Don Lemon: “As a black man in America, if I were born today I’d have a one in three chance of ending up in prison in my life. Secretary Clinton, on the campaign trail, you are calling for an end to the era of mass incarceration, but a lot of folks in the black community blame the 1994 Crime Bill, a bill you supported for locking up a generation of black men. Given what’s happened since 1994, why should black people trust you to get it right this time?”

Hillary Clinton: “Well Don, let me say this, Senator Sanders voted for that bill, we both supported it. And, I think it’s fair to say we did because back then there was an outcry over the rising crime rate, and people from all communities were asking that action be taken. Now, my husband said at the NAACP last summer that it solved some problems, but it created other problems, and I agree.”

But while admitting the bill was a mistake, she made sure to point out that Senator Sanders actually voted for the bill.

Sanders says he did it because there were other parts of the bill he supported like the ban on assault weapons and the violence against women act.

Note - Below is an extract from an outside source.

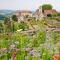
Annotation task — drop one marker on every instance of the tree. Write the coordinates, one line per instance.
(8, 25)
(14, 18)
(1, 27)
(46, 7)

“So, to answer your question, what you read was a congressman who was torn, who said there are good things in that bill, there are bad things overall. I voted for it.”

But where we are right now is having more than 2.2 million people in jail — more than any other country on earth. This is a campaign promise, at the end of my first term, we will not have more people in jail than any other country.”

Admitting mistakes and explaining why they did what they did was no doubt easier than answering this next question:

Don Lemon: “In a speech about policing, the FBI director James Comey borrowed a phrase saying, ‘everyone is a little bit racist.’ What racial blind spot do you have? Secretary, you first.”

Clinton: “Well, Don, if I could, I think being a white person in the United States of America, I know that I have never had the experience that so many people, the people in this audience have had. And I think it’s incumbent upon me and what I have been trying to talk about during this campaign is to urge white people to think about what it is like to have “the talk” with your kids, scared that your sons or daughters, even, could get in trouble for no good reason whatsoever like Sandra Bland and end up dead in a jail in Texas.”

The Secretary went on to recount her personal and professional experiences towards racial awareness.

So did senator Sanders.

Bernie Sanders: “So to answer your question, I think it’s similar to what the Secretary said. When you’re white, you don’t know what it’s like to be living in a ghetto. You don’t know what it’s like to be poor. You don’t know what it’s like to be hassled when you walk down the street or you get dragged out of a car. And I believe that as a nation in the year 2016, we must be firm in making it clear. We will end institutional racism and reform a broken criminal justice system.”

The senator got some flak for using the word “ghetto” and for saying when you’re white “you don’t know what it’s like to be poor.”

The next day he clarified by saying what he meant was whites don’t understand police oppression in black communities.

It was an interesting moment for me and for viewers to, as Esquire Magazine put it, watch two white people forced to grapple with their whiteness.

But at least they tried.

And the question accomplished what Tom Joyner tells me to do on this show all the time, “Make em think, Don Lemon.”